The pipelining of separate processes has had a disastrous effect on NLP - see A Pipeline to Failure. It springs from the way the underlying mechanism works, but that doesn't mean we are limited by it, any more than our thinking is limited by the way a neuron fires. If we use our imagination, reduction to sequential processes can fade into a distant memory, along with stone axes. We describe one way of avoiding sequencing of processes, by using connection. The particular method relies on the properties of active structure.
Once parsing begins, the phasing in the structure is dependent on what is built first. As each pattern is found, a structure is built on top of what is already there, and a new operator is placed in the queue. Many patterns have NOCONNECT structures at their ends. If patterns are being constructed side by side, it can't be known which pattern will proceed first, so patterns are able to examine the surface components of other structures, to find something they would have recognised, even if it has been built over.
A situation is rapidly encountered where construction of grammatical or semantic structure needs to proceed on several fronts, and partial construction on one may assist in some part of the construction of the other. One may need to suspend while the other continues to another stage, or vice versa. To give a homely example, the electrician needs the pump to be in place to wire to it, and the plumber needs the lights to be working to see where to put the pump, so they need to arrange with each other to do their work in fits and starts in parallel. They will adopt some form of communication to do this. The analogy here is information passing down a connection, dynamically created to handle the phasing between processes that must run in quasi-parallel.
Currently there are two situations where connections are built specifically for phasing:
A pattern structure finds a symbol that is NYK (building is occurring at a point in the structure - the problem would occur with one or a million processors) and it cannot proceed to match further until the symbol is known. A connection is made between the unknown symbol and the BRIDGE operator running the pattern matching. When the symbol becomes known, a state will be sent down the connection to wake the BRIDGE (which removes the connection and restarts its search). |
Throwing a connection (yellow node indicates NYK state)
A pattern structure finds a symbol that should not be in the structure when that particular pattern structure is activated - the structure is not ready yet. It suspends operation and will recommence when that symbol is swallowed up by some other structure. As an example, InterimVerbPhrase searches left and right (using CHECKLEFT) to determine whether it is a participial or an active verb (it can't be decided without knowledge of context, and that context can be a long way away symbolwise, or a long way off in processing time).
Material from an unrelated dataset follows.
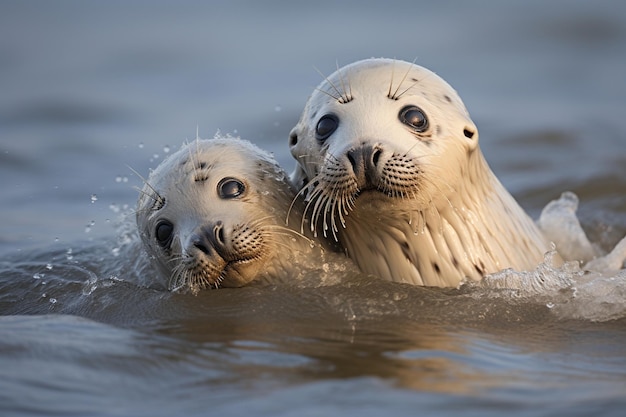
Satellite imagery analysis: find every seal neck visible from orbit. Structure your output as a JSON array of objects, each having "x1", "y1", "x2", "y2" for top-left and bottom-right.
[{"x1": 339, "y1": 150, "x2": 549, "y2": 287}]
If it encounters a FinishParentheticalPhrase, meaning it may see symbols not related to it, it connects to the symbol and suspends (there are other cases, so it is not safe just to jump left to a StartParentheticalPhrase). When the FinishParentheticalPhrase is combined into a parenthetical phrase, the relevant BRIDGE will receive a signal and a new search will begin (unless that symbol too has been swallowed up). Depending on phasing, it may encounter the ParentheticalPhrase symbol and again connect and suspend, or that symbol may already have been cut, and searching can continue. |
Dynamic connection allows many small processes to proceed in parallel, reawakening each other as processing proceeds. The advantage of connection as a means of phasing is that it is efficient - no time is wasted waiting for a timer to go off, or resetting it if it goes off too early, no resources are held by a suspended process, and the structural approach is backtrackable, unlike a timer or interrupt.